Que révèle la psychologie quand vous gardez des vêtements que vous ne portez jamais ?Que révèle la psychologie quand vous gardez des vêtements que vous ne portez jamais ?

« Ça pourrait servir un jour » : la peur de l’incertitude

Cette phrase, vous l’avez sans doute déjà prononcée. Elle dissimule souvent une peur très humaine : celle de l’incertitude. Garder un vêtement, même inutilisé, permet de maintenir une possibilité future ouverte, sans avoir à trancher.

Ce comportement peut être rassurant, car il évite une décision définitive. Le placard devient alors un espace où l’on repousse certains choix, tout en conservant l’illusion du contrôle.

L’image idéale de soi, suspendue sur un cintre

Certains vêtements jamais portés ne reviennent pas au passé, mais à un idéal. Une silhouette attendue, un style admiré, une version plus audacieuse de soi-même. Les conserver permet de rester connecté à ses aspirations, même lorsqu’elles ne correspondent plus à la réalité actuelle.
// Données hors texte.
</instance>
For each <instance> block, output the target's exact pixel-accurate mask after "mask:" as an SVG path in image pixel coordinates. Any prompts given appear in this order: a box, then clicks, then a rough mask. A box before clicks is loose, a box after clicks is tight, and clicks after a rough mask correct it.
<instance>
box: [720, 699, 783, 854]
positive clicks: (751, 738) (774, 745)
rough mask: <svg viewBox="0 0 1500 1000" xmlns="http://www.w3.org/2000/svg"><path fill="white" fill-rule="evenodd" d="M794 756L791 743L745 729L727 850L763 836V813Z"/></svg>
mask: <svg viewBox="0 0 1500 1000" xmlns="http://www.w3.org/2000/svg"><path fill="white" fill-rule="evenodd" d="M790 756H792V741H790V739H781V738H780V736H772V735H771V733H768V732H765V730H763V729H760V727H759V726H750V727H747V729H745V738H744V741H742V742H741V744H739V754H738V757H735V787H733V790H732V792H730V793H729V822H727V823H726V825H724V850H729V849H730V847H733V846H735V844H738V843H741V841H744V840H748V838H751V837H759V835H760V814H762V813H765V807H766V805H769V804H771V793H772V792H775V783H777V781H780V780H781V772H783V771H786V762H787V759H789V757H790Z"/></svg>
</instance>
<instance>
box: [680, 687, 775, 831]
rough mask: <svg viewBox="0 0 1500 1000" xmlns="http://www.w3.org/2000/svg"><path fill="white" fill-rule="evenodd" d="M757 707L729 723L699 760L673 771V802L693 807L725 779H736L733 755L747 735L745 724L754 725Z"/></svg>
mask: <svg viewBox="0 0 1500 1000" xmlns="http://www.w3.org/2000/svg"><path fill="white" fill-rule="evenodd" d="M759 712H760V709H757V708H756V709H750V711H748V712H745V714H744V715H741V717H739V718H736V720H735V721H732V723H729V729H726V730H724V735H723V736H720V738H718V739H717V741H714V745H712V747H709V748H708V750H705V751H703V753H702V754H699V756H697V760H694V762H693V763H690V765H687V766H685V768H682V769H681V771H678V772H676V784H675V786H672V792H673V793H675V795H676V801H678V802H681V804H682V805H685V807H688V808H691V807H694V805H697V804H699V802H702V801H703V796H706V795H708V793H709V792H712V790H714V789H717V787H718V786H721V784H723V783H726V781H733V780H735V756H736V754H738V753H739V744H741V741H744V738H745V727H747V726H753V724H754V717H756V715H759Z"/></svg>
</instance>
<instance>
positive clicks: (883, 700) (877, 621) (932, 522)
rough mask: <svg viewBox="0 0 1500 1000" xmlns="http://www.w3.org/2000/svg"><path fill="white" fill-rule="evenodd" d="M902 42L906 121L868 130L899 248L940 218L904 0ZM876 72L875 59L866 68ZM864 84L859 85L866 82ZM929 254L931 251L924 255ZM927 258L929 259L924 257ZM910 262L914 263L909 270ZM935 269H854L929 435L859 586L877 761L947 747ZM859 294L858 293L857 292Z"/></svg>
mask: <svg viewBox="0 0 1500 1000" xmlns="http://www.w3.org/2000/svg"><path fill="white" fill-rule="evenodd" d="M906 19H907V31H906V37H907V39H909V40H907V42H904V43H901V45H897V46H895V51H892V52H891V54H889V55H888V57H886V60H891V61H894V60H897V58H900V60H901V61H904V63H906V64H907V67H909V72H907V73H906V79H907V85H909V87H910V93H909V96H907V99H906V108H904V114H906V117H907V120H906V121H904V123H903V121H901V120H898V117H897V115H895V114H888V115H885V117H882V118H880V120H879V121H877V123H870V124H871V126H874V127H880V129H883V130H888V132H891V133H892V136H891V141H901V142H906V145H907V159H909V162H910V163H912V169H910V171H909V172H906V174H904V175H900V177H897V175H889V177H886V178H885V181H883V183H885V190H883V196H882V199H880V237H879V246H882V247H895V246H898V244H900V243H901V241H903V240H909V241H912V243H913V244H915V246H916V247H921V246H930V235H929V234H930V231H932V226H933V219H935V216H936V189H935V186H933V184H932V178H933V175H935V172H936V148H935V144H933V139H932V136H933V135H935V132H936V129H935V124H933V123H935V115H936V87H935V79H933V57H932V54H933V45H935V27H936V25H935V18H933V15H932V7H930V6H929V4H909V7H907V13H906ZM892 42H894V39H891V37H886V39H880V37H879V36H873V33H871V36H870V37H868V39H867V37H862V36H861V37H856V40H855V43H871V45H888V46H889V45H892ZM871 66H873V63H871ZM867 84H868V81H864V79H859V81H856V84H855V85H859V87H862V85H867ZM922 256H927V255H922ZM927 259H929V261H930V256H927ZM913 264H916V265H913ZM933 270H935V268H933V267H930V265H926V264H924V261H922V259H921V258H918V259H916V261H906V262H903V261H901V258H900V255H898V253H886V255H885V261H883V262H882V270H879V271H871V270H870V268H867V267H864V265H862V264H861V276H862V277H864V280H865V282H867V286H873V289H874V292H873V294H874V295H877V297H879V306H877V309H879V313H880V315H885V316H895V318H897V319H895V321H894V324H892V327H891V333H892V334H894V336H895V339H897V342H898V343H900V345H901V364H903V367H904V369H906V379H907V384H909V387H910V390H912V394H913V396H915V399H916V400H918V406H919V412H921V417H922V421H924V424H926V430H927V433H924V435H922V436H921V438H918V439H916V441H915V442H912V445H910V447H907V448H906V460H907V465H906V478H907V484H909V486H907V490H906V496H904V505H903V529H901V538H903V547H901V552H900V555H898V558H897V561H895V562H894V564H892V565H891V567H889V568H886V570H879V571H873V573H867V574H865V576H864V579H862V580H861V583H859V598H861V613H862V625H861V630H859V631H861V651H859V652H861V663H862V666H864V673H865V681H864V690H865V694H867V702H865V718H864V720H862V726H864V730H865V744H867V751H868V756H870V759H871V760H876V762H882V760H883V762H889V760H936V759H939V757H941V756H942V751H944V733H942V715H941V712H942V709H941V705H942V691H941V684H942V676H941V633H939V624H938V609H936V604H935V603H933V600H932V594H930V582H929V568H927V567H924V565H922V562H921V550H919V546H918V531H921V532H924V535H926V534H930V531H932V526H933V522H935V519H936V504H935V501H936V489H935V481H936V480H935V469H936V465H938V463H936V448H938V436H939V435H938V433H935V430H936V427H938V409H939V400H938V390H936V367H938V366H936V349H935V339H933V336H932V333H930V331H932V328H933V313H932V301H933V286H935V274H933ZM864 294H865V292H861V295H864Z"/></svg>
Ces pièces peuvent toutefois devenir des rappels silencieux d’attentes non satisfaites, pesant parfois plus qu’on ne le pense sur l’estime de soi.

Le besoin de sécurité et d’abondance

Un dressing bien rempli procure parfois un sentiment de sécurité. Avoir de nombreuses options rassurent, même si elles ne sont jamais utilisées. Sur le plan psychologique, cette accumulation peut répondre à un besoin de stabilité émotionnelle : on se sent moins vulnérable lorsque l’on a l’impression de ne manquer de rien.

Le vêtement cesse alors d’être fonctionnel pour devenir essentiellement symbolique.